How do you pass user credentials from one process to another for Impersonation in .NET 1.1?

Question

I have a Windows Service (written in .NET 1.1) running under a specific user account and instances of the service running on several servers.

I would like to pass user credentials (username, password, domain) to the service from a WinForms application and have the service read/write files in the server's local file system impersonating the passed-in credentials.

Is it better to pass the username, domain, and password and have the Windows Service perform the Impersonation? I don't see how to serialize a WindowsIdentity and pass one as a parameter to have the service then perform the Impersonate() and Undo() around the I/O.

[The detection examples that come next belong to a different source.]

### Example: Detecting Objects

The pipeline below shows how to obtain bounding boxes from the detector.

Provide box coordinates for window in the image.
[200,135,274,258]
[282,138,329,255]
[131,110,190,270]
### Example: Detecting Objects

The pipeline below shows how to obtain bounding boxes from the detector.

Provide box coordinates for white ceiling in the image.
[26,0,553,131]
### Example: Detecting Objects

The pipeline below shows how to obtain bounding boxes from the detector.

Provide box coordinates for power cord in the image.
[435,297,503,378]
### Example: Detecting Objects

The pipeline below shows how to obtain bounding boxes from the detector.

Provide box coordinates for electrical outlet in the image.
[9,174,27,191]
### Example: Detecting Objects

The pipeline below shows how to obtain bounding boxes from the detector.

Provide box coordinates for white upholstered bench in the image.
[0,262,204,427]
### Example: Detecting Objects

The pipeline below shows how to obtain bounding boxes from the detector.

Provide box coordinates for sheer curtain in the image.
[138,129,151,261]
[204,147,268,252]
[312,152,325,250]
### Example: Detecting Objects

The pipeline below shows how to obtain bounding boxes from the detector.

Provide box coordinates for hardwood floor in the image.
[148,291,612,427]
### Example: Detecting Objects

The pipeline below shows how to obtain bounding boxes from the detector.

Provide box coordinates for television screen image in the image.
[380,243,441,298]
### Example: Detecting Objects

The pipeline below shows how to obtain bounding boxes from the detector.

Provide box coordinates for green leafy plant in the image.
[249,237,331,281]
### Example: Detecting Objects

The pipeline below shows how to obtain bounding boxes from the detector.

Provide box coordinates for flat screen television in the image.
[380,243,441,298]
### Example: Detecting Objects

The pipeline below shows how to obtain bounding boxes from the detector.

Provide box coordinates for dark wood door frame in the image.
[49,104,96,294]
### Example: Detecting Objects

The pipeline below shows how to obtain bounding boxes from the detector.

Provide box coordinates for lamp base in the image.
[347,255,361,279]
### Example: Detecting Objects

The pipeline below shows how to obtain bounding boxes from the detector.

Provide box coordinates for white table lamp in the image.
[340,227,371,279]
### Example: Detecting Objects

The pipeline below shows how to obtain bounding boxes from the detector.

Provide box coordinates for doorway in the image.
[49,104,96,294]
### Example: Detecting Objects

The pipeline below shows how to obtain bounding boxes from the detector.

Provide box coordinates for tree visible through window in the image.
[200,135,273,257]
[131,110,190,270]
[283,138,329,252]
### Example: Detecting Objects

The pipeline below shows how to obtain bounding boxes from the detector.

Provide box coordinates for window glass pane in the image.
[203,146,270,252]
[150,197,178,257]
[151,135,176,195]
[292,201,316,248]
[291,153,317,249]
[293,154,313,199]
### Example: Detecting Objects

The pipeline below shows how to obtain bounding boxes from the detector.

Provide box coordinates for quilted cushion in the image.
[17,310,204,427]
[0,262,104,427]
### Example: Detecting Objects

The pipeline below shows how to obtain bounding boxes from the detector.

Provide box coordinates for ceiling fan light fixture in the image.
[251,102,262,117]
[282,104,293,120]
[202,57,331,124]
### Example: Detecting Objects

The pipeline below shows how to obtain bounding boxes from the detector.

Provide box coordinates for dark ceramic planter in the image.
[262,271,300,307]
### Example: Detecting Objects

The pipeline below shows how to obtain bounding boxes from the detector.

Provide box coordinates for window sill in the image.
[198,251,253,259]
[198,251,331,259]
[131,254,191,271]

As a container object, System.Net.NetworkCredential is not marked serializable so passing the three individual parameters seems logical. I'm essentially using the Impersonation routine found in KB306158.

Answer 1

I dont know how directly this correlates to your needs but this is a snippet of the impersonation code I used in an application that accesses the registry and file system of remote machines given valid credentials. The LogonUser method takes username password and servername as args which you could pass via your winform app.

edit You will have to set up a form of inter-process communication between your winform app and the services running on the separate computers. My apologies I thought this was a question about how to impersonate not how to send information to your process. As far as methods for IPC go there are quite a few options. Take a look at this site, it will provide far more information than I can. Your best bet is going to be using named pipes.

[DllImport("advapi32.dll",EntryPoint = "LogonUser", SetLastError = true)]
    public static extern bool LogonUser(string lpszUsername, string lpszDomain, string lpszPassword,
    int dwLogonType, int dwLogonProvider, ref IntPtr phToken);

IntPtr admin_token = IntPtr.Zero;
WindowsIdentity wid = WindowsIdentity.GetCurrent();
WindowsIdentity wid_admin;  
WindowsImpersonationContext wic;

if (LogonUser(user, servername, pass, 9, 0, ref admin_token))
{
    wid_admin = new WindowsIdentity(admin_token);
    wic = wid_admin.Impersonate();
    //do stuff with new creds here
}

Answer 2

I don't think you can pass the Network Credential object directly to another process, it's based on an underlying windows api and I'm guessing there would be all kinds of bad juju involved in letting processes pass around their auth tokens.

I would take the approach you mentioned, if possible, and pass the log on credentials (user/pass) to the service and let it use those for the impersonation.